Toutes les activités économiques et sociales sont en déclin du fait du manque de ressources dont pâtit le pays, ont relevé certains membres du Comité. Nombre d'entre eux se sont inquiétés de la lenteur du processus de réforme législative en cours dans le pays. La délégation a assuré que le mois prochain, le Parlement kényan reprendra l'examen du projet de loi sur les enfants qui "passera" sans problème puisqu'il n'y a désormais plus aucune opposition à ce projet
La délégation kényanne qui s'est présentée ce matin devant le Comité est également composée de Mme Amina Mohamed, Représentante permanente du Kenya auprès des Nations Unies à Genève, ainsi que de représentants de la direction des services chargés de l'enfance, du Ministère des affaires intérieures, du Ministère des affaires étrangères et de la coopération internationale, de la Division de la santé infantile, de la Direction à l'éducation et de la Mission permanente du Kenya à Genève.
Le Comité achèvera cet après_midi, à 15 heures, l'examen du rapport du Kenya.
Présentation du rapport initial du Kenya
Présentant le rapport de son pays, M. W.W. OSUNDWA, Ministre adjoint au Bureau de la Vice-présidence et au Ministère des affaires intérieures, du patrimoine et des sports du Kenya, a assuré le Comité que sa délégation souhaitait s'engager dans un dialogue ouvert et constructif avec les membres de cet organe. Il a souligné qu'en dépit de graves difficultés socio-économiques - sécheresse, pauvreté et pandémie du VIH/sida - qui n'ont pas manqué d'avoir des conséquences sur la situation globale des enfants, le Gouvernement kényan s'est penché sur un certain nombre de questions relatives aux soins de santé, à la réduction de la mortalité infantile, à la nutrition des enfants, à l'accès à l'eau potable et à la lutte contre le VIH/sida et contre les mutilations génitales féminines.

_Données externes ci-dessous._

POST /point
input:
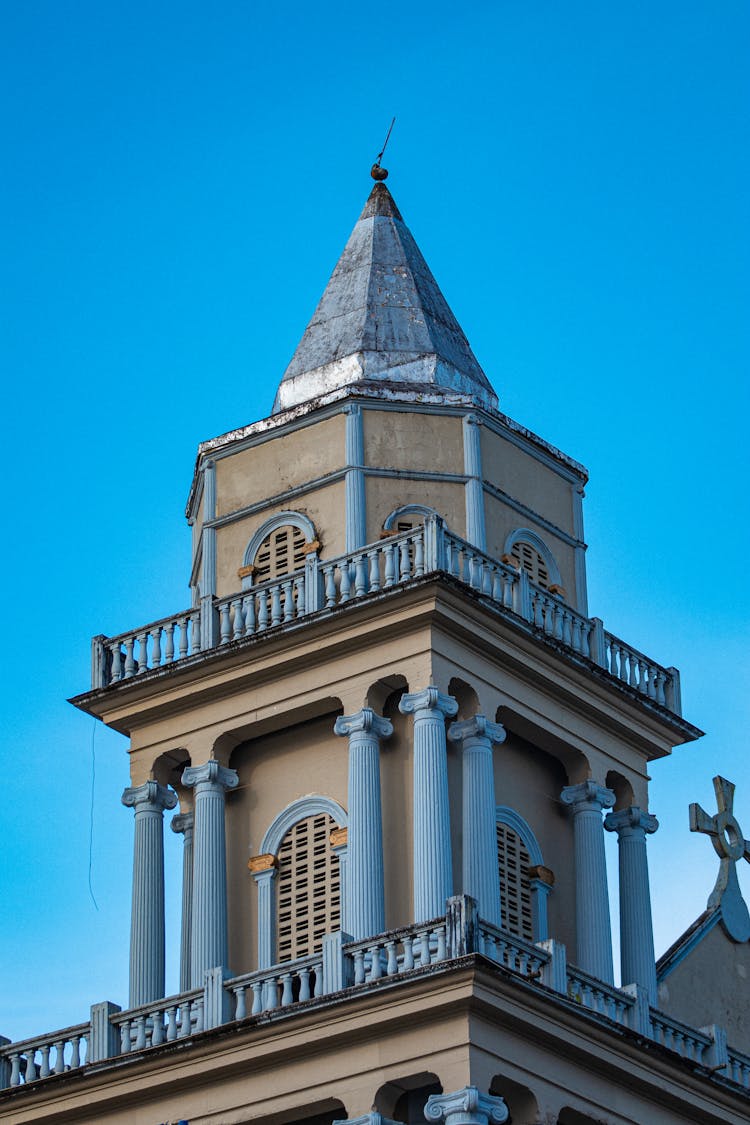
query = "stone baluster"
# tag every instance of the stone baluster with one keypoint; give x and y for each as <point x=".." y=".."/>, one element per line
<point x="433" y="871"/>
<point x="182" y="824"/>
<point x="364" y="909"/>
<point x="480" y="870"/>
<point x="593" y="928"/>
<point x="208" y="945"/>
<point x="148" y="802"/>
<point x="636" y="957"/>
<point x="466" y="1107"/>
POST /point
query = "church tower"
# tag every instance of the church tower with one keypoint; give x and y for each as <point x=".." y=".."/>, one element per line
<point x="394" y="738"/>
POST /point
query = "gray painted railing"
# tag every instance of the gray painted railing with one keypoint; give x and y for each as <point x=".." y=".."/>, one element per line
<point x="327" y="584"/>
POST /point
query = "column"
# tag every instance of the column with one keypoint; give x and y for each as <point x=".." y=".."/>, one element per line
<point x="480" y="871"/>
<point x="354" y="480"/>
<point x="208" y="945"/>
<point x="433" y="870"/>
<point x="148" y="802"/>
<point x="636" y="957"/>
<point x="467" y="1107"/>
<point x="364" y="910"/>
<point x="182" y="824"/>
<point x="475" y="492"/>
<point x="593" y="929"/>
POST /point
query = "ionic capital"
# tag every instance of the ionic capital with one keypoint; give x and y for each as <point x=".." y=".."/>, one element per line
<point x="466" y="1107"/>
<point x="209" y="777"/>
<point x="477" y="729"/>
<point x="632" y="821"/>
<point x="588" y="797"/>
<point x="428" y="700"/>
<point x="151" y="797"/>
<point x="366" y="721"/>
<point x="182" y="824"/>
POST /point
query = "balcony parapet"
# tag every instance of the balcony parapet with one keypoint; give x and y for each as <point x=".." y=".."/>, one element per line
<point x="348" y="969"/>
<point x="328" y="584"/>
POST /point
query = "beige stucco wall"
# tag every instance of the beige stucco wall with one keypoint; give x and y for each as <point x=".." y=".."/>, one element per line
<point x="324" y="506"/>
<point x="413" y="441"/>
<point x="712" y="986"/>
<point x="283" y="461"/>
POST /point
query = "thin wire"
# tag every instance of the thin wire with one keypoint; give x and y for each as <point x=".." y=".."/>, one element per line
<point x="385" y="144"/>
<point x="93" y="782"/>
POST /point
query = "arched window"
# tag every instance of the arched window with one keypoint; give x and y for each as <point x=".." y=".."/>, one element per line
<point x="534" y="557"/>
<point x="278" y="548"/>
<point x="525" y="882"/>
<point x="300" y="876"/>
<point x="308" y="893"/>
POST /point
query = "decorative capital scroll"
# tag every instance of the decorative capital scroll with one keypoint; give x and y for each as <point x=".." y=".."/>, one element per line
<point x="151" y="797"/>
<point x="588" y="797"/>
<point x="478" y="727"/>
<point x="209" y="776"/>
<point x="631" y="821"/>
<point x="366" y="721"/>
<point x="730" y="846"/>
<point x="430" y="699"/>
<point x="467" y="1107"/>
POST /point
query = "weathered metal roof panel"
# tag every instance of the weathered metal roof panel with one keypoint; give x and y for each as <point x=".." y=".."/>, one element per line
<point x="382" y="316"/>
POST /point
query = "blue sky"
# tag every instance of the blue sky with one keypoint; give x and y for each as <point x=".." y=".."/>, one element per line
<point x="178" y="183"/>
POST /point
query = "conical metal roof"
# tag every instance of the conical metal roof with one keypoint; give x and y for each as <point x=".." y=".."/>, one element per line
<point x="382" y="322"/>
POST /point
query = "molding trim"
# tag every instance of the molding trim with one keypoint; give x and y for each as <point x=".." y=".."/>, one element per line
<point x="309" y="806"/>
<point x="526" y="536"/>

Alors que le pays attend l'adoption de la Loi sur les enfants (2001), a poursuivi M. Osundwa, divers ministères et départements gouvernementaux, ainsi que plusieurs ONG et organisations communautaires, associés également à des organisations religieuses, travaillent sur le terrain en coopération avec des structures connues sous le nom de comités consultatifs locaux pour les enfants. Ces structures, qui sont responsables du bien-être des enfants, devront coordonner la promotion et la protection des droits de l'enfant et promouvoir une approche globale de mise en oeuvre de la Convention relative aux droits de l'enfant. Le Kenya envisage en outre d'étoffer trois textes de lois fondamentaux et de réviser une soixantaine de textes de lois dont certaines dispositions intéressent particulièrement les enfants. Dans le cadre de ce processus de réforme législative, la définition de l'enfant sera harmonisée afin de couvrir tous les enfants de moins de 18 ans, a précisé le Ministre adjoint. On s'attend à ce que, grâce à ces réformes, soient levées les incompatibilités qui peuvent aujourd'hui exister entre certaines dispositions législatives et le principe de non-discrimination, en particulier dans les domaines du mariage, de l'emploi et de la justice juvénile.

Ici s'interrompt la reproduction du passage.